I grunted an affirmative "Oui."
Bonhomme translates as Goodman in English. Was it his real name? I didn't think so. Same as mine wasn't Townsend. In the world where I did business, pseudonyms were the rule.
"You received the transfer?" he asked. An innocuous enough question, yet tinged with an undertone of uncertainty.
"Yes." The second stage installment of two hundred thousand American dollars, minus two thousand two hundred or so of extortionate bank charges, had showed up in my Swiss account this very morning. "Have you got the arrival time?"
"That's my reason for calling. They will land at Munchen at eighteen-fifty. From there it is about an hour by car."
Suddenly, I was wide awake. I sat up and swung my legs off the edge of the bed.
"Whoa there, just a minute. What do you mean, they?"
"The woman will be with him." No wonder he was nervous. The woman wasn't part of the program.

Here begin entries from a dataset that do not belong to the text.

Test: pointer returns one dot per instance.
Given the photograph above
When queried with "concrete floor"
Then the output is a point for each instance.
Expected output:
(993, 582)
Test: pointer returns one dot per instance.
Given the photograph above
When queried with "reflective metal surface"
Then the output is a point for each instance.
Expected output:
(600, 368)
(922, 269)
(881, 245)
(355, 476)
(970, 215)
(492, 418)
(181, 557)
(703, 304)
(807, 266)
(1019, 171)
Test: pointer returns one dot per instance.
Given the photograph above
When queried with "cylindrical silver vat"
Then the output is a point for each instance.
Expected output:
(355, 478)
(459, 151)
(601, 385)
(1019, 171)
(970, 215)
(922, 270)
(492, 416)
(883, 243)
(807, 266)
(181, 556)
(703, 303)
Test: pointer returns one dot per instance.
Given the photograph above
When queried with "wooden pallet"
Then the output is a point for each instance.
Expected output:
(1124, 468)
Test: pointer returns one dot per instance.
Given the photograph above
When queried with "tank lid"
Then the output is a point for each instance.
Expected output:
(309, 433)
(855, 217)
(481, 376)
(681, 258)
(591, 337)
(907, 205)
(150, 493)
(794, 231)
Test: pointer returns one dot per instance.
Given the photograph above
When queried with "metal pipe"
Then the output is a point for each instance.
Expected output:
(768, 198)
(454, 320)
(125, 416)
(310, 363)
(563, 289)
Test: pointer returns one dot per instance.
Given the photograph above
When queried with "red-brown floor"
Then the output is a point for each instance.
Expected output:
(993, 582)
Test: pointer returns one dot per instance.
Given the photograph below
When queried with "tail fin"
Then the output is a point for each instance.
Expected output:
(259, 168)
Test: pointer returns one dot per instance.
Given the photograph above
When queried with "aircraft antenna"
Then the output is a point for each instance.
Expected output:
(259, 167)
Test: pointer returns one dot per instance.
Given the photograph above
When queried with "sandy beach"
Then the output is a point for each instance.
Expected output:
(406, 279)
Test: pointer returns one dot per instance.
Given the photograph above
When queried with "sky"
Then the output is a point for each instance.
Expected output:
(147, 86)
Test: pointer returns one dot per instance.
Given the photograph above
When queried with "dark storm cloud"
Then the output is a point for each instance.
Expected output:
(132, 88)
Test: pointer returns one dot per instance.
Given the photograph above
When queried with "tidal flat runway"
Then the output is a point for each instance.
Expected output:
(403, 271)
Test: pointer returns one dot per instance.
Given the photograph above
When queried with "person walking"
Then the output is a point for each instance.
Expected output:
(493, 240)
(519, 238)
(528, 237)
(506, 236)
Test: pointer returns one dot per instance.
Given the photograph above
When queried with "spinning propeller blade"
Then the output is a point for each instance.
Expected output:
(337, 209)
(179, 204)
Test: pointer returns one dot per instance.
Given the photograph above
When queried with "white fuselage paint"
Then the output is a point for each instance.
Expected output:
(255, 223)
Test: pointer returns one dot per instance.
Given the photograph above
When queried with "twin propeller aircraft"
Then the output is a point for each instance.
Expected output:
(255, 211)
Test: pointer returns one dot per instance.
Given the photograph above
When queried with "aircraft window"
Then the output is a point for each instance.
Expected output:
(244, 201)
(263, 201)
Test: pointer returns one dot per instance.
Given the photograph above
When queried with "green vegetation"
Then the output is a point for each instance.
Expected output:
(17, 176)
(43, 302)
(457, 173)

"Look, Mr. Bonhomme," I said, letting a snarl creep into my voice. "She's not supposed to be here until day after tomorrow. If she's around, it will totally fuck up the job."
A short silence, then, "She's expendable."
"Expendable! That's big of you. So you expect me to take her out too?"
"If she's there, you'll have no choice."
He was right, but it didn't make me feel any better about it.
"The price just went up," I told him.
"Don't try to blackmail me, Townsend. You'll be sorry if you do."
"And don't try to get two jobs done for the price of one," I countered. I gave him a couple of beats to think about it. "Another hundred thousand or it's off."
To my surprise, he didn't go volcanic.
"Very well." He sighed. "But it will not reach your account until tomorrow."
The connection was cut, leaving me glowering at my reflection in the cell phone's screen. The additional hundred grand was a malus not a bonus. I didn't need the money and I didn't need more blood on my conscience. Female blood, especially.
I flopped back on my pillow to review the ceiling and the arrangements for tomorrow and the effect of this latest revelation.
The job had just been transformed from straightforward low-risk, to complicated and tricky, with my neck on the chopping block if it went awry. The collateral damage was anathema, professional and personal. Killing an innocent party transgressed a private code; that the party in this instance was female just added to the anguish. Too late now to make new arrangements. The venue -- their secret love nest -- was custom built for the job, and none of the alternatives came within a mile of it for suitability. Whatever heart searching was involved, I was not about to compromise the outcome.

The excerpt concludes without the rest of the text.